There's still SO MUCH ROOM in this city, I just can't see a big crash coming. Center City will certainly soften but the supply is simply too good here.

---
The Russellian Incorporated Innovations Corporation
Lefty Homilies

You forget, the dollar is declining quickly.

Well, there may not be a crash in nominal terms but Bush and your great Federal Reserve have already trashed the dollar.
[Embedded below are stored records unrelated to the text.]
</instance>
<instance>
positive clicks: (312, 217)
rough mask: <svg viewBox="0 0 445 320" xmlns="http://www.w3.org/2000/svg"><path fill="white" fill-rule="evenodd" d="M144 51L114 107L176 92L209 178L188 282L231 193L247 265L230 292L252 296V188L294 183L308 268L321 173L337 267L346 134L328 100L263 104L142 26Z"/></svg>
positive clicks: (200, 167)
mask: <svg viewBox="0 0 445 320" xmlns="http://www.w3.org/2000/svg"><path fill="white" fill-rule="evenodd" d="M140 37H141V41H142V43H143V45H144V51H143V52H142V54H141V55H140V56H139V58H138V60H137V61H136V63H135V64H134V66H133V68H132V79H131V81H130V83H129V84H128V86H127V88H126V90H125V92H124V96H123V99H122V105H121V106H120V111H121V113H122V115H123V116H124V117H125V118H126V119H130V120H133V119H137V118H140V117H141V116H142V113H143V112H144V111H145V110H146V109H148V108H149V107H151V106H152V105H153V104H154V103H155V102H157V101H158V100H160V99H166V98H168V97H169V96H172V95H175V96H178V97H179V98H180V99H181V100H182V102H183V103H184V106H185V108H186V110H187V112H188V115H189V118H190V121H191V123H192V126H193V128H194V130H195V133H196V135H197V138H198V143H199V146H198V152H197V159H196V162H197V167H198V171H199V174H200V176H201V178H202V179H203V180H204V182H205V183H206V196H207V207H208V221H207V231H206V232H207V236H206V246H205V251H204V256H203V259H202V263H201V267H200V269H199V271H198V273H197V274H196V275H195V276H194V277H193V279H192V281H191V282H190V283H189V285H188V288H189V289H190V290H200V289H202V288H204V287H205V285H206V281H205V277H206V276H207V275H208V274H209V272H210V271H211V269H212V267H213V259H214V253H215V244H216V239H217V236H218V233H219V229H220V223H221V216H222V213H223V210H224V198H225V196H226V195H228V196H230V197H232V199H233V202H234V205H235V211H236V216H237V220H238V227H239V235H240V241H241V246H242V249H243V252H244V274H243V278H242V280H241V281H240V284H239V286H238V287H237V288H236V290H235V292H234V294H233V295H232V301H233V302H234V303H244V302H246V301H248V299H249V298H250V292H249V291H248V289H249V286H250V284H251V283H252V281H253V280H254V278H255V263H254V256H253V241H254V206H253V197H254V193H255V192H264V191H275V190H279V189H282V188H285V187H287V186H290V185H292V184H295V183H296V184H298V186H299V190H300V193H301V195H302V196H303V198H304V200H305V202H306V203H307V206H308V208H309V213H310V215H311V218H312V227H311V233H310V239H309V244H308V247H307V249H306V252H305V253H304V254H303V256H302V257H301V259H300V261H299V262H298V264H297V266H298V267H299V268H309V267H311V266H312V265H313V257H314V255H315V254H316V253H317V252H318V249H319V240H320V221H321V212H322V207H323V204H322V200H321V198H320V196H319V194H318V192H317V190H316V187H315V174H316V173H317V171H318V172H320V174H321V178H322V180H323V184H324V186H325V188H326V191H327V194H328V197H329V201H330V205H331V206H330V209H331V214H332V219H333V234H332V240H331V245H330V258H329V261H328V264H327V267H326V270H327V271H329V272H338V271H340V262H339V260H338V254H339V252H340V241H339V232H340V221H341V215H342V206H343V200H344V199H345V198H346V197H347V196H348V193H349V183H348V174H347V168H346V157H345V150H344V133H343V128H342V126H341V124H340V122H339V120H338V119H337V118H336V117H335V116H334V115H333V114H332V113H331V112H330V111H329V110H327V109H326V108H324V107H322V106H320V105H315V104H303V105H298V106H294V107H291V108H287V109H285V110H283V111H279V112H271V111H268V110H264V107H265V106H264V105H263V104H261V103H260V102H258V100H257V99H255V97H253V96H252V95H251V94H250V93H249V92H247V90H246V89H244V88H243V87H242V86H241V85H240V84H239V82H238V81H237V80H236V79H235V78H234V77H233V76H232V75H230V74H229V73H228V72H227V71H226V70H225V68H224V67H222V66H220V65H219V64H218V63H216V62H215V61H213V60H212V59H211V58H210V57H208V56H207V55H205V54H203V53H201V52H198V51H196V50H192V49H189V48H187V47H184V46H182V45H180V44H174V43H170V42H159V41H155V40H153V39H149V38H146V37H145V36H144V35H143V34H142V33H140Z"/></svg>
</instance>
So your house that hasn't decreased in value would fetch a lot less oil, gold and euros than it would have a year ago. That slide is likely to continue. The lack of decline in prices is a figment of the imagination.

--Mike
Weeds in the Sidewalk

Philly + real estate

I don't think a genuine crash is in the offing for Philadelphia for the simple reason that Philly never really saw the insane price increases as other large cities, such as Boston,
Washington, DC (Taxation w/o Representation continues; thx GOP), + NYC.

Combine this w/the glut of available housing- remember, we've got ~ 1.4 million people living in a city w/housing stock for ~ 2 million- and you see a reason why the boom didn't pump up the values so stratospherically that a crash was likely. What we're likely to see is more or less what the Inky's figures suggested: a slower rate of appreciation in home values, w/some neighborhoods doing better than others.